Большинство упомянутых в отчете людей никогда прежде не бывали в море и не знали ни имени своего судна, ни названия рыболовецкой компании, на которую они работали, ни полного имени капитана[130]
. Большинство из них сдали паспорта и прочие документы боцману, как только оказались на борту судна. По словам допрошенных, сбежать от полицейских они пытались потому, что боялись ограбления: на представителях закона не было формы, их намерения не были до конца ясны[131]. Также, по их словам, они не знали, что вели промысел нелегально. «Он сказал, что ничего не знает о разрешениях, – значится в полицейском отчете о допросе одного из китайских рыбаков. – Он просто делал то, что приказывал капитан».Пойдя на сделку со следствием, члены команды позже согласились выплатить штраф – каждый по $1000[132]
. Деньги от их имени перевели семьи и правительственные органы тех стран, гражданами которых они являлись. Их небольшое быстрое судно было уничтожено, снасти конфискованы. Домой их отправили организованным китайскими властями чартерным рейсом вместе с погибшим товарищем, Лу Юном, в гробу. «Он не заслужил смертный приговор», – сказал о своем мертвом кузене Лу Чуанань, который некоторое время спустя посетил Палау[133].В тексте отчета упоминается одно примечательное обстоятельство, которое придает всей этой истории совсем другое звучание. Даже становится как-то не по себе. Проделав долгий морской путь, чтобы поживиться рыбой в водах Палау, надолго расставшись со своими семьями, рискуя жизнью, китайские браконьеры за несколько дней незаконного промысла поймали не более дюжины рыб – главным образом груперов – и несколько крупных моллюсков. По сравнению с затраченными усилиями размер добычи казался просто ничтожным, служа еще одним доказательством истощения рыбных ресурсов в этом районе океана.
Вечером того же дня полицейские собрались в рулевой рубке «Ремелиика» обсудить результаты проведенной операции.
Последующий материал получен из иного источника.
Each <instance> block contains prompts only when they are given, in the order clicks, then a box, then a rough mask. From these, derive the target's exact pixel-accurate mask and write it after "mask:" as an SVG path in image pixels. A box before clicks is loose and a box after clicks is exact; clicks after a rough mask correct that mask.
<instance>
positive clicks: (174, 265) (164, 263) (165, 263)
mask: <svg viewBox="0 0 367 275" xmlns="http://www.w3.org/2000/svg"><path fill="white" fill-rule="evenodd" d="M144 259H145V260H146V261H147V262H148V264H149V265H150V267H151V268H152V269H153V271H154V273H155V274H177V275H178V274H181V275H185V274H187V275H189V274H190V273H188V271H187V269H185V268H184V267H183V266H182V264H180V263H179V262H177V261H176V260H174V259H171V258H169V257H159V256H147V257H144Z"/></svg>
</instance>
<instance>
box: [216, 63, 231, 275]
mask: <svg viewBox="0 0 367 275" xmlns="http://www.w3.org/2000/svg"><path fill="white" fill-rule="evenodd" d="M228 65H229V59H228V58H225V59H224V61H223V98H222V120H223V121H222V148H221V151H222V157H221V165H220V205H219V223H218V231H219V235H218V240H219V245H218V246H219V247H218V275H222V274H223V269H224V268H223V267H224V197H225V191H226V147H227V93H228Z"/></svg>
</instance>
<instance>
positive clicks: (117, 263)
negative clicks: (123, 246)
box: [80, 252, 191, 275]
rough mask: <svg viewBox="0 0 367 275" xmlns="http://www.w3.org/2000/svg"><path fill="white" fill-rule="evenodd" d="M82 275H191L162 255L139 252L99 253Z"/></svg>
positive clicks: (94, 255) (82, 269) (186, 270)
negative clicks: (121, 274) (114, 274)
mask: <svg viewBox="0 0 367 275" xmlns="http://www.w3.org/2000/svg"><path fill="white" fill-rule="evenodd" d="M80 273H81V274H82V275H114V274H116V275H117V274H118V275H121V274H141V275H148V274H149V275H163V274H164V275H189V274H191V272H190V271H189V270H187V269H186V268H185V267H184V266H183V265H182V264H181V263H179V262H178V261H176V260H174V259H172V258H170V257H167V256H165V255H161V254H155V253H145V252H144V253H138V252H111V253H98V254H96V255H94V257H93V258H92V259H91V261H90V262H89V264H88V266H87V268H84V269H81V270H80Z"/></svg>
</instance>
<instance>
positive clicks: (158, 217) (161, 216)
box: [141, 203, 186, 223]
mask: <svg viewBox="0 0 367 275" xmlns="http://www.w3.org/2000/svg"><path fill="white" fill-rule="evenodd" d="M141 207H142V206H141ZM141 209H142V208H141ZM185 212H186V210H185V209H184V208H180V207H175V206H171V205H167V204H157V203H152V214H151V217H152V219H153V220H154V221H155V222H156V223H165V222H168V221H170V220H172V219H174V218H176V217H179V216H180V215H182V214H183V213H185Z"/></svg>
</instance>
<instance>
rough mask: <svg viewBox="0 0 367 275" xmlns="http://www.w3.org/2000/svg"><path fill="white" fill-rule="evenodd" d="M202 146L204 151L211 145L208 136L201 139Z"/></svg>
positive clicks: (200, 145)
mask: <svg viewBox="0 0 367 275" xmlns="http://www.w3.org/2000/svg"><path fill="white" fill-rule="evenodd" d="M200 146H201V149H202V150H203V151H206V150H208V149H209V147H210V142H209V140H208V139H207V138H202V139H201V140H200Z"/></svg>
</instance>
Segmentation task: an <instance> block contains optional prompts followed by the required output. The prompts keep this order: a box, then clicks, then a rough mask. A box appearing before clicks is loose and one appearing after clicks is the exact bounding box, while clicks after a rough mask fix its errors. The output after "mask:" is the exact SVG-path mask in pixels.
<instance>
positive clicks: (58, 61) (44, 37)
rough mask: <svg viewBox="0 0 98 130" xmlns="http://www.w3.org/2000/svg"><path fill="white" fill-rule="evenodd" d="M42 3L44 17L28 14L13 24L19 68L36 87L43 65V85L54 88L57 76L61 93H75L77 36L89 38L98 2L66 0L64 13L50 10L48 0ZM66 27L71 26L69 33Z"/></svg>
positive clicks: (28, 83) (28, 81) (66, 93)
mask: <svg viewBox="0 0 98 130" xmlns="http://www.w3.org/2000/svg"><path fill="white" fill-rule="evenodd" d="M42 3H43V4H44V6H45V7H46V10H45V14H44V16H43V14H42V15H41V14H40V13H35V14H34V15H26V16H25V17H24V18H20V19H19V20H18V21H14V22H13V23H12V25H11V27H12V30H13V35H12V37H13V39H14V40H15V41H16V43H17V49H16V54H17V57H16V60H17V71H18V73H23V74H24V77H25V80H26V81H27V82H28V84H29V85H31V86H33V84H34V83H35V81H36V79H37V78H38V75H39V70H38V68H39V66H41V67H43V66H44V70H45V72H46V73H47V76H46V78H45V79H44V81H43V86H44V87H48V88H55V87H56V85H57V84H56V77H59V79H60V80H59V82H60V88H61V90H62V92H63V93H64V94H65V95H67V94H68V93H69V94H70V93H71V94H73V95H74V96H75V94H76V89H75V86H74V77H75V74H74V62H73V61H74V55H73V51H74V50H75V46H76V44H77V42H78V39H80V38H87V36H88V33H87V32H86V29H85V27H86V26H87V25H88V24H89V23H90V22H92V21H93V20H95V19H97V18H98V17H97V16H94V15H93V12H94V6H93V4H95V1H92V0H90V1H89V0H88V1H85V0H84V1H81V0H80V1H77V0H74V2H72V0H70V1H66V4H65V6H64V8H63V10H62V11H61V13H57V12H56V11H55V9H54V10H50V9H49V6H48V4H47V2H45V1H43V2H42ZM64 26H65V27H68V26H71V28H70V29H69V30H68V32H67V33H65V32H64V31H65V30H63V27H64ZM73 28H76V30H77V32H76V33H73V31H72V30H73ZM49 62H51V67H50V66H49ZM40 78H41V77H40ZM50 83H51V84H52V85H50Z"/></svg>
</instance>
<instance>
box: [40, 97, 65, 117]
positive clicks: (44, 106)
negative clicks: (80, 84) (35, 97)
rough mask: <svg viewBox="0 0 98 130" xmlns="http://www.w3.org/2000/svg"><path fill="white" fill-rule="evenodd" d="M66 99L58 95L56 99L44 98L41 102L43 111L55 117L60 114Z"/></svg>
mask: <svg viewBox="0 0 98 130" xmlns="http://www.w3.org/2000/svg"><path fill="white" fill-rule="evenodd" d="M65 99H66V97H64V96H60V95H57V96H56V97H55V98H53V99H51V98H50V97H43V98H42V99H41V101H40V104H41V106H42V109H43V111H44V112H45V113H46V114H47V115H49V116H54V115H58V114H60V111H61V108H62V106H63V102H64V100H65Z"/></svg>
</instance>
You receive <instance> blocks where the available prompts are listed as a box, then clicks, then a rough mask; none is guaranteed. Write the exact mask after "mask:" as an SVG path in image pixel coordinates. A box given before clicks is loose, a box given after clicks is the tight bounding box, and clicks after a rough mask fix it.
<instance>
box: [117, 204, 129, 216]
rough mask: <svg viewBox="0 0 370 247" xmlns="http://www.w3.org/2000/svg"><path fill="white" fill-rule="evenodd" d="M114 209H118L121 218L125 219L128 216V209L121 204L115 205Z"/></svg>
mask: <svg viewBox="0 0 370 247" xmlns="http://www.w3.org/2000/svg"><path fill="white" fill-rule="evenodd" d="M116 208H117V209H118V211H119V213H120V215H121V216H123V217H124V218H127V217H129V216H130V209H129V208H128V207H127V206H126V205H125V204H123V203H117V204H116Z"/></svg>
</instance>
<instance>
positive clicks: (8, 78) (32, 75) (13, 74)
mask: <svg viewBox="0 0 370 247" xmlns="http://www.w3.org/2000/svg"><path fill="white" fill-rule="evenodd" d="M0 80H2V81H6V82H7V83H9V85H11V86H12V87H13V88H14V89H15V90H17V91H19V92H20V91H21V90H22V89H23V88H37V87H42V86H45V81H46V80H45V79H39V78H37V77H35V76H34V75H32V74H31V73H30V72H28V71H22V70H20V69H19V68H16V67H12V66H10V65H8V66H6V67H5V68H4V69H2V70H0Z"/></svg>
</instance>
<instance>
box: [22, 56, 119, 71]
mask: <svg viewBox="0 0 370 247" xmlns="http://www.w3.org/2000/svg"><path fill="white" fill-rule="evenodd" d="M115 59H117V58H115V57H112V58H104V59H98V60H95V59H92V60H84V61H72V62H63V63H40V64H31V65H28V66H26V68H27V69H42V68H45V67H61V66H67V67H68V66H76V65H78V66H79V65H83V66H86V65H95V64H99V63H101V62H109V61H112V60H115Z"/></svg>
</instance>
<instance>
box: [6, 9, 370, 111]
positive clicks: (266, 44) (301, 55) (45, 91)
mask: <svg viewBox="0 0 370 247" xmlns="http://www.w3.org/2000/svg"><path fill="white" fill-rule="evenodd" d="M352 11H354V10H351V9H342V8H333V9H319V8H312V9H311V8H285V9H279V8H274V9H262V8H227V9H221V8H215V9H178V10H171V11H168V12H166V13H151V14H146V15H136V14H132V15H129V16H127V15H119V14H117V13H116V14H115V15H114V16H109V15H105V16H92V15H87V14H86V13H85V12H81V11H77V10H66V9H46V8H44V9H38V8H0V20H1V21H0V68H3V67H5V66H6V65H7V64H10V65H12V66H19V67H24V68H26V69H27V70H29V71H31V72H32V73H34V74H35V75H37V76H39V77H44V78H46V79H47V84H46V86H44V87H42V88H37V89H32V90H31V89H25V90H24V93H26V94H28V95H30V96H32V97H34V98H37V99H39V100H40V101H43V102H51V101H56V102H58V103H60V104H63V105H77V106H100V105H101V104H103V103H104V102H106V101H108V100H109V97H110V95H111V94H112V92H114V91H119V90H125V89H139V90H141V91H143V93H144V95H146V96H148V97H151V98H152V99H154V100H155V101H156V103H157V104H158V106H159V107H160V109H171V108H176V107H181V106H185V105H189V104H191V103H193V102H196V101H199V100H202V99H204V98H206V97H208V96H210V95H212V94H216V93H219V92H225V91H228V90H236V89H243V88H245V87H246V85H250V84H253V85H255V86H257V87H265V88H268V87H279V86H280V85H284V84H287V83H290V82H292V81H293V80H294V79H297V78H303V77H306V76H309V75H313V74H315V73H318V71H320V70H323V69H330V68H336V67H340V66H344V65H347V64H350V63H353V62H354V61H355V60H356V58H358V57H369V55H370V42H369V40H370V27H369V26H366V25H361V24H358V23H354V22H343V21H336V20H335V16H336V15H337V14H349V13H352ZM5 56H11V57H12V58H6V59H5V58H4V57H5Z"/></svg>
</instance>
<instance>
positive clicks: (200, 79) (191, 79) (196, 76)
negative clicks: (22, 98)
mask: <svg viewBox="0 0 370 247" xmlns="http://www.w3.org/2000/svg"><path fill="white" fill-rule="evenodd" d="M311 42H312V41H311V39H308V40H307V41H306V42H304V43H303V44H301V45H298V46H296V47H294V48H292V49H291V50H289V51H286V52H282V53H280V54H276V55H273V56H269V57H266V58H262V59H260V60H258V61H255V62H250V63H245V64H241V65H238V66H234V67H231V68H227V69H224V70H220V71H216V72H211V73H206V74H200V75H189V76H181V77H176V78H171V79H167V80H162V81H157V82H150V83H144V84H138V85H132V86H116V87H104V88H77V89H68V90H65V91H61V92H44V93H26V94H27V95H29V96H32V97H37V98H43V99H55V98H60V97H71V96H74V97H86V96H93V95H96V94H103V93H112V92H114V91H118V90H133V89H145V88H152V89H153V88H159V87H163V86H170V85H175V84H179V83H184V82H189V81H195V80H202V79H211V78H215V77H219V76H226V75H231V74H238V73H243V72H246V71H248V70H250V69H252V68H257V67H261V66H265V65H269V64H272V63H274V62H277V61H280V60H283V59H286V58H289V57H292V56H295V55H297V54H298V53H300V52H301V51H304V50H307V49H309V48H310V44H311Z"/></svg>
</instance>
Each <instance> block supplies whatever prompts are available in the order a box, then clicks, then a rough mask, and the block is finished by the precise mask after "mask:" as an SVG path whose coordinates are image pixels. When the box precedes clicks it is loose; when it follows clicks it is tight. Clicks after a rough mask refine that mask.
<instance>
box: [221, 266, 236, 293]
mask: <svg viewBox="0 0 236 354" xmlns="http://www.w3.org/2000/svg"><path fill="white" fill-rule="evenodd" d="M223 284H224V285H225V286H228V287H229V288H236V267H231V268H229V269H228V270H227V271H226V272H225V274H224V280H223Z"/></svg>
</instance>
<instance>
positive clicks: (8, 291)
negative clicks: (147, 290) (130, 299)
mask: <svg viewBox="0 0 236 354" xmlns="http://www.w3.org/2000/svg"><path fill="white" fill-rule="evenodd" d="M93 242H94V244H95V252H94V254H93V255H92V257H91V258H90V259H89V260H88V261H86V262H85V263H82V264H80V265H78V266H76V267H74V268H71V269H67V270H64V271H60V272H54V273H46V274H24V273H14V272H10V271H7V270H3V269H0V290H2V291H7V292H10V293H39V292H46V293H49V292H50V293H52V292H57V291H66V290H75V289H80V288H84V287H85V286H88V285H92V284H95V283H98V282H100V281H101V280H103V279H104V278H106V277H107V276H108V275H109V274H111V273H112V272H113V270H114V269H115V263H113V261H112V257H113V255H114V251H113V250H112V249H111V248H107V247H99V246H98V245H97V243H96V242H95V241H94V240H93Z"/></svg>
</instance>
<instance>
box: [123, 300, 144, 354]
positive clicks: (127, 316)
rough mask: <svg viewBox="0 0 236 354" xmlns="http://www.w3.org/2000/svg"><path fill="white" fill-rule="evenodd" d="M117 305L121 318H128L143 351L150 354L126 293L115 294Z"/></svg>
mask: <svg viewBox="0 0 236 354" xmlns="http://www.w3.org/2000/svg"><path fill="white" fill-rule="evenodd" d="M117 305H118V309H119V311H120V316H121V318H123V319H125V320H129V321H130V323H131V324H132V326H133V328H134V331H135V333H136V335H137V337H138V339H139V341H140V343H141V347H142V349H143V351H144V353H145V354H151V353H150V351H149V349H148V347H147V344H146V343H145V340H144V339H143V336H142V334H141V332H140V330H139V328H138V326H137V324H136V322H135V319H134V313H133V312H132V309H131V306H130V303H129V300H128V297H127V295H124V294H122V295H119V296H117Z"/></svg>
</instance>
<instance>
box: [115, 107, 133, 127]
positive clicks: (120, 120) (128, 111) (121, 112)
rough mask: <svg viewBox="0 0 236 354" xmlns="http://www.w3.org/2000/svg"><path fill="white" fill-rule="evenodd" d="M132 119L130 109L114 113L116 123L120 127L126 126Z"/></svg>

Вокруг было спокойно и темно. Где-то вдали виднелись огни на многочисленных островках. В какой-то момент зашел разговор о командах, работающих на этих браконьерских судах. «Разве они вам не враги?» – поинтересовался я. Несколько присутствующих закачали головами в знак несогласия. «Им приходится заниматься этим – другой работы нет», – заметил один из офицеров.
Байэй пояснил, что после задержания рыболовного судна и ареста команды его товарищам обычно приходится искать одежду для рыбаков, у которых чаще всего ничего своего нет. Нередко им раздают футболки, оставшиеся от прошлых политических кампаний, футболок очень много и достаются они полицейским бесплатно. Байэй сказал, что по крайней мере раз в год – не так уж часто, но все-таки такое случается – им доводится наблюдать забавное зрелище: в водах Палау появляется рыболовное судно из Тайваня, Китая или Вьетнама, на борту которого оказывается кто-нибудь в футболке с лозунгами в поддержку кандидата, претендовавшего на политическую должность в стране. Один из коллег Байэя добавил, что в 2016-м они задержали капитана судна, промышлявшего пиратством, а всего шесть месяцев спустя он увидел того же самого человека уже на другом судне. Причем на этот раз он был обычным матросом. Упорство этих «рецидивистов» свидетельствует об отчаянии и невозможности порвать с порочным занятием. Все это заставило меня задуматься о тщетности усилий, предпринимаемых Байэем. Миф о Сизифе тут уместнее, чем история Давида и Голиафа.
«Вы когда-нибудь видели декомпрессионную болезнь?» – как-то спросил меня Байэй уже по пути назад в порт. Он объяснил, что среди преследуемых его патрулем браконьеров нередко встречаются вьетнамские «синие лодки», называемые так из-за ярко-синего цвета, в который окрашен их корпус. Большинство этих судов охотятся за трепангами – обитателями океанского дна, похожими на покрытых твердой кожей гигантских слизняков. Ловля происходит следующим образом: вьетнамцы держат во рту резиновые трубки, подсоединенные к воздушному компрессору, работающему на борту судна. Они привязывают к поясу свинцовые грузы, чтобы быстрее достичь дна[134]
. Нередко в погоне за трепангами, цена которых в Китае может достигать $300 за фунт, они погружаются намного глубже безопасного порога в 30 м. По словам Байэй, во время ареста одного такого судна в 2016 г. один из ныряльщиков слишком быстро поднялся на поверхность, в результате чего в его суставах образовались пузырьки газовой смеси, что привело к развитию у него так называемой декомпрессионной, или кессонной, болезни[135].«Он много дней, не переставая, стонал от боли», – рассказал Байэй, добавив, что крики преследуют его по сей день. Услышав наш разговор, один из офицеров отвлекся от заполнения инспекционных журналов и сказал, имея в виду матросов рыболовных судов: «Они и есть настоящий прилов».